Nearly 200 insurgents, many of them foreigners, have been killed, the government said.

Between the civilians have left the city and those too fearful to venture from their homes into the streets, “Ghazni has become a ghost town,” said Ghulam Mustafa, who made it to neighboring Maidan Wardak province with 14 of his relatives.

“The city became so dangerous,” the 60-year-old Mustafa told The Associated Press while stopped briefly at a checkpoint where police searched for wounded Taliban fighters.

The Taliban’s multipronged assault, which began Friday, overwhelmed Ghazni’s defenses and allowed insurgents to capture several parts of it in a major show of force. The Taliban pushed deep into the strategic city about 120 kilometers (75 miles) from the capital, Kabul.

The United States has carried out airstrikes and sent military advisers to aid Afghan forces in the city of 270,000 people. The fall of Ghazni, which is the capital of the province of the same name, would be an important victory for the Taliban, cutting Highway One, a key route linking Kabul to the southern provinces, the insurgents’ traditional heartland.

A spokesman for the U.S. military, Lt. Col. Martin O’Donnell, said the city “remains under Afghan government control, and the isolated and disparate Taliban forces remaining in the city do not pose a threat to its collapse, as some have claimed.”

He added that attempts by the insurgents to hide among the residents “does pose a threat to the civilian population, who were terrorized and harassed by this ineffective attack and the subsequent execution of innocents, destruction of homes and burning of a market.”

Sporadic clashes are continuing, O’Donnell said.

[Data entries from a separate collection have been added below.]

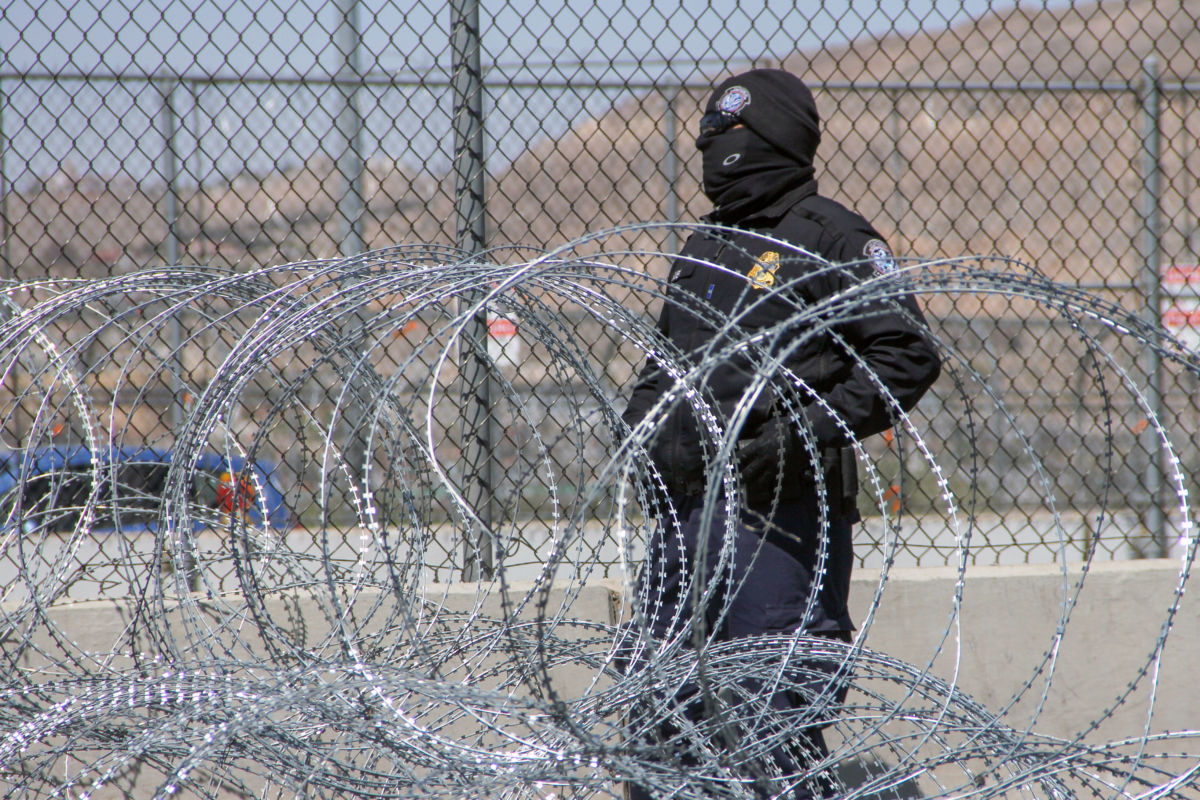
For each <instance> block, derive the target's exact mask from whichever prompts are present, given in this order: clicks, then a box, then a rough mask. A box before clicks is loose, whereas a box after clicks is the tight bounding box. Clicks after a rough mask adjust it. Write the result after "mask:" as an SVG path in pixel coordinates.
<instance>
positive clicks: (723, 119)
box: [700, 112, 742, 136]
mask: <svg viewBox="0 0 1200 800" xmlns="http://www.w3.org/2000/svg"><path fill="white" fill-rule="evenodd" d="M740 121H742V120H739V119H738V115H737V114H730V113H728V112H710V113H708V114H704V115H703V116H701V118H700V136H709V134H715V133H724V132H725V131H728V130H730V128H731V127H733V126H734V125H737V124H738V122H740Z"/></svg>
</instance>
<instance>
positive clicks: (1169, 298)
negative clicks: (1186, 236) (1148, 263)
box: [1162, 264, 1200, 353]
mask: <svg viewBox="0 0 1200 800" xmlns="http://www.w3.org/2000/svg"><path fill="white" fill-rule="evenodd" d="M1162 311H1163V327H1165V329H1166V330H1168V331H1170V333H1171V335H1172V336H1175V337H1176V338H1178V339H1180V341H1181V342H1183V344H1184V347H1187V348H1188V349H1189V350H1193V351H1195V353H1200V264H1171V265H1170V266H1168V267H1165V269H1164V270H1163V308H1162Z"/></svg>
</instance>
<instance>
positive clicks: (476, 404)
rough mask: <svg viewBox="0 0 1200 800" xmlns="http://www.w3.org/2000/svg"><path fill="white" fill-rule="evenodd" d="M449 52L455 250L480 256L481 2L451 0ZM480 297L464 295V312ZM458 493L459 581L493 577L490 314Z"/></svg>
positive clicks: (471, 414)
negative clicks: (452, 149)
mask: <svg viewBox="0 0 1200 800" xmlns="http://www.w3.org/2000/svg"><path fill="white" fill-rule="evenodd" d="M450 48H451V52H452V59H454V65H452V76H451V80H452V83H454V173H455V218H456V240H457V243H458V247H460V248H461V249H463V251H466V252H467V253H470V254H473V255H474V254H479V253H481V252H482V251H484V247H485V246H486V245H485V242H486V235H487V231H486V228H485V223H486V218H485V204H484V203H485V201H484V71H482V66H481V65H480V49H481V42H480V28H479V2H478V0H451V2H450ZM478 299H479V296H478V295H476V296H474V297H472V296H468V297H464V299H463V301H462V303H463V305H461V306H460V307H466V308H469V307H470V306H472V305H474V302H475V301H478ZM460 363H461V368H462V378H463V392H464V397H463V407H464V408H463V410H464V419H463V423H464V425H463V488H464V497H466V499H467V503H468V504H469V505H470V507H472V510H473V511H474V512H475V516H476V517H478V519H479V525H478V527H476V525H474V524H472V525H470V530H468V531H467V534H466V536H464V540H463V567H462V577H463V581H479V579H487V578H491V576H492V573H493V570H494V565H496V563H494V559H496V553H494V547H496V539H494V534H493V531H494V527H496V522H497V516H498V515H497V509H496V487H497V477H498V473H499V470H498V469H497V464H496V463H494V462H496V455H494V445H496V441H497V439H498V435H497V429H496V428H497V426H496V419H494V414H493V411H492V395H493V392H492V369H491V363H490V359H488V356H487V312H486V311H485V309H482V308H480V309H479V311H478V312H476V313H475V314H474V317H473V319H472V320H470V323H469V324H468V326H467V329H466V330H464V331H463V338H462V343H461V347H460Z"/></svg>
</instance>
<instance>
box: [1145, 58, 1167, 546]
mask: <svg viewBox="0 0 1200 800" xmlns="http://www.w3.org/2000/svg"><path fill="white" fill-rule="evenodd" d="M1160 104H1162V96H1160V89H1159V74H1158V59H1156V58H1154V56H1153V55H1151V56H1148V58H1147V59H1146V60H1145V61H1144V62H1142V70H1141V114H1142V125H1144V128H1142V151H1141V174H1142V192H1141V217H1142V229H1141V246H1140V251H1141V257H1142V263H1144V265H1145V266H1144V269H1142V285H1144V290H1145V293H1146V317H1147V320H1148V321H1150V323H1151V324H1152V325H1158V324H1159V317H1160V314H1162V307H1163V306H1162V300H1163V283H1162V252H1163V240H1162V192H1163V190H1162V164H1160V149H1162V145H1160V127H1159V125H1160ZM1162 361H1163V360H1162V356H1160V355H1159V353H1158V351H1157V350H1153V349H1151V350H1150V351H1148V353H1146V379H1147V380H1146V385H1147V390H1146V402H1147V404H1148V405H1150V409H1151V411H1152V413H1153V414H1154V415H1156V417H1157V419H1158V420H1159V421H1162V420H1163V368H1162V367H1163V363H1162ZM1142 435H1144V441H1145V446H1146V452H1147V453H1148V457H1150V458H1148V461H1150V463H1148V465H1147V469H1146V492H1147V493H1148V494H1150V504H1148V507H1147V510H1146V528H1147V529H1148V530H1150V536H1151V549H1152V552H1151V555H1153V557H1156V558H1164V557H1165V555H1166V515H1165V513H1164V512H1163V488H1164V485H1165V481H1166V479H1165V470H1164V465H1163V445H1162V443H1160V441H1159V440H1158V434H1157V432H1156V431H1154V428H1153V427H1147V428H1146V432H1145V433H1144V434H1142Z"/></svg>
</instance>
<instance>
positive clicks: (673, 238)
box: [662, 86, 679, 253]
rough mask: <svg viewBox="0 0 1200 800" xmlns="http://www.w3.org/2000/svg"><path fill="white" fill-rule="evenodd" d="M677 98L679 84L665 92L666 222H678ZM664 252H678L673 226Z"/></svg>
mask: <svg viewBox="0 0 1200 800" xmlns="http://www.w3.org/2000/svg"><path fill="white" fill-rule="evenodd" d="M678 100H679V86H673V88H672V89H671V90H670V91H667V92H666V101H667V109H666V139H667V151H666V154H665V156H664V158H662V161H664V163H662V169H664V172H665V173H666V178H667V192H666V194H667V207H666V212H667V222H670V223H676V222H679V152H678V142H677V140H678V138H679V132H678V130H677V128H678V127H679V118H678V115H677V114H676V103H677V102H678ZM666 252H668V253H678V252H679V233H678V231H677V230H676V229H674V228H670V229H667V246H666Z"/></svg>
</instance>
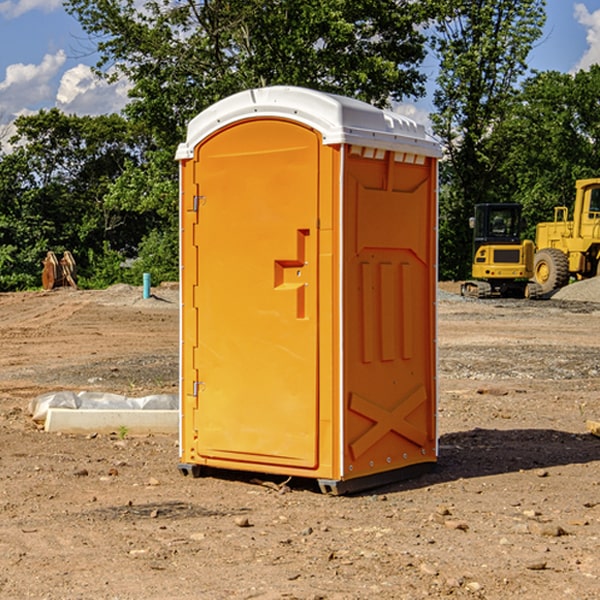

Drenching rains close roads, prompt rescues in Pennsylvania

DARBY, Pa. — Heavy rains triggered flash flooding in parts of central and eastern Pennsylvania on Monday, closing down a heavily traveled interstate and sending water into homes in the mountainous coal regions.

State highway and emergency management officials reported numerous closed roads in a wide swath of the state from Williamsport to the Philadelphia suburbs, and some motorists had to be rescued.

Hazel Coles said water rose so quickly at her home in Darby, outside Philadelphia, that she had to evacuate through a window. She said there was about 3 feet of water on her street, and some people had to be evacuated by boat. She said the Red Cross was helping displaced residents.

“It’s just crazy,” she said. “I thank God it wasn’t worse.”

The National Weather Service in State College said there were numerous reports of 6 inches of rain or more in Schuylkill and Columbia counties.

FBI fires Peter Strzok in wake of anti-Trump text messages

WASHINGTON — Peter Strzok, a longtime FBI agent who was removed from the Russia investigation over anti-Trump text messages, has been fired by the agency, his lawyer said Monday.

The FBI had been reviewing Strzok’s employment after the politically charged text messages were discovered last year. President Donald Trump’s allies have seized on the texts, saying they show the investigation into possible coordination between the Trump campaign and Russia is tainted by political bias.

Strzok was fired late Friday by FBI Deputy Director David Bowdich, said his lawyer, Aitan Goelman. He said the 21-year veteran of the FBI was removed because of political pressure and “to punish Special Agent Strzok for political speech protected by the First Amendment.”

Goelman also said the FBI had overruled the agency’s Office of Professional Responsibility, or OPR, which he said had determined that a 60-day suspension and demotion from supervisory duties was “the appropriate punishment.”

In a statement, the FBI said Strzok was subject to the standard FBI review and disciplinary process and defended the decision to overrule the OPR. “The Deputy Director, as the senior career FBI official, has the delegated authority to review and modify any disciplinary findings and/or penalty as deemed necessary in the best interest of the FBI,” the statement said.